The Russian intel story shows the price of Trump’s lost credibility.
By Review & Outlook
The Wall Street Journal
May 17, 2017
The state of the Trump Presidency has been perpetual turbulence, which seems to be how the principal likes it. The latest vortex is over Mr. Trump’s disclosure of sensitive intel to the Russians—and whatever the particulars of the incident, the danger is that Presidencies can withstand only so much turbulence before they come apart.
The Washington Post reported Monday night that in an Oval Office meeting last week Mr. Trump relayed high-level “code word” classified material obtained from an ally to Russian Foreign Minister Sergei Lavrov and Ambassador Sergey Kislyak. Cue another Washington meltdown. The President took to Twitter on Tuesday morning to defend himself, claiming an “absolute right” to disclose “facts pertaining to terrorism and airline flight safety.”
National Security Adviser H.R. McMaster put a finer point on it at a Tuesday press conference, though without denying key details. He said Mr. Trump’s disclosure was “wholly appropriate” and didn’t expose intelligence sources and methods.
Presidents sometimes share secrets with overseas leaders—even to adversaries such as the Soviets during the Cold War—if they conclude the benefits of showing what the U.S. knows will aid diplomacy or strategic interests. From media accounts and his tweets, Mr. Trump said something about Islamic State’s laptop bomb threat to airlines. He may well have been trying to convince the envoys of the menace ISIS poses to Russian lives and foreign-policy goals, like the Russian airliner that exploded over Sinai in 2015.

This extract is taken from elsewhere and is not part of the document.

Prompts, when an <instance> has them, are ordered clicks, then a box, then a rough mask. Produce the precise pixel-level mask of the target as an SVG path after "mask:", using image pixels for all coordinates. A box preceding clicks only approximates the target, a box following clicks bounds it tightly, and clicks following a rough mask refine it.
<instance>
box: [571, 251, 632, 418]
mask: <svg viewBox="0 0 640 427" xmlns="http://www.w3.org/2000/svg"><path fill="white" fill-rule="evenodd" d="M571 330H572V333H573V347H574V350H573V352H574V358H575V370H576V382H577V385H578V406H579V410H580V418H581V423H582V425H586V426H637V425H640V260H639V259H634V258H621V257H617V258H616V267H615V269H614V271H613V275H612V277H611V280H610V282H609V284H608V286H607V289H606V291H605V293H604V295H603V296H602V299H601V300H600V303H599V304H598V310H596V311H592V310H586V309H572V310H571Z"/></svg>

Then again, the Post story has Mr. Trump boasting about how great U.S. intelligence is and divulging the info on impulse to prove it. National security officials also asked the reporters to withhold specifics about the item in question, presumably because further disclosure could undermine efforts to counter the threat or endanger the lives of human assets.
Reports emerged on Tuesday that the ally that gathered the material is Israel, and the revelation could endanger this and other intelligence-sharing relationships. The Israelis may hold back if they think their dossiers will be laundered through the U.S. to the Russians and then get passed to their Iranian and Syrian clients, and other foreign services may lose confidence in the U.S.
Lt. Gen. McMaster said he disputed “the premise” of the Post story, which was that Mr. Trump had done something wrong or unbecoming. He confirmed that Mr. Trump made the decision ad hoc “in the context of the conversation,” not before the meeting. The problem is that even if the President’s conduct was “wholly appropriate,” the story’s premise is wholly plausible.
The portrait of an inexperienced, impulsive chief who might spill secrets to an overseas foe is one to which Mr. Trump has too often contributed. It was political mismanagement even to hold the Russian meeting, especially the day after he fired FBI Director James Comey amid the investigation of the Trump campaign’s alleged Russian connection.
This eruption shows why a President’s credibility is so important. If people don’t believe Mr. Trump’s words or trust his judgment, they won’t give him the benefit of the doubt or be responsive if he asks for support. Last week the White House spent two days attributing Mr. Comey’s firing to a Justice Department recommendation, only for Mr. Trump to insist in a TV interview that the pink slip came “regardless of recommendation.”
News broke late Tuesday of Mr. Comey’s contemporaneous notes that Mr. Trump asked him in February to “let this go,” referring to the FBI probe of axed National Security Adviser Michael Flynn. The White House denied that account of the conversation, but that would be more credible if its previous statements were more reliable.
Mr. Trump’s strife and insults with the intelligence community were also bound to invite blowback. The Post report is sourced to “current and former U.S. officials,” which raises the question of how former officials are privy to “code word” information, defined as anything that could be expected to cause “exceptionally grave damage” to national security if disclosed. In that case the public leaks about Mr. Trump’s actions, if true, will do more damage than whatever he said in private.
Mr. Trump is considering a White House shakeup, including cleaning out many of his top aides, but the White House always reflects the President’s governing style. If Mr. Trump can’t discipline himself, then no Jim Baker ex machina will make much difference.
Mr. Trump needs to appreciate how close he is to losing the Republicans he needs to pass the agenda that will determine if he is successful. Weeks of pointless melodrama and undisciplined comments have depleted public and Capitol Hill attention from health care and tax reform, and exhaustion is setting in. America holds elections every two years, and Mr. Trump’s policy allies in Congress will drift away if he looks like a liability.
Millions of Americans recognized Mr. Trump’s flaws but decided he was a risk worth taking. They assumed, or at least hoped, that he’d rise to the occasion and the demands of the job. If he cannot, he’ll betray their hopes as his Presidency sinks before his eyes.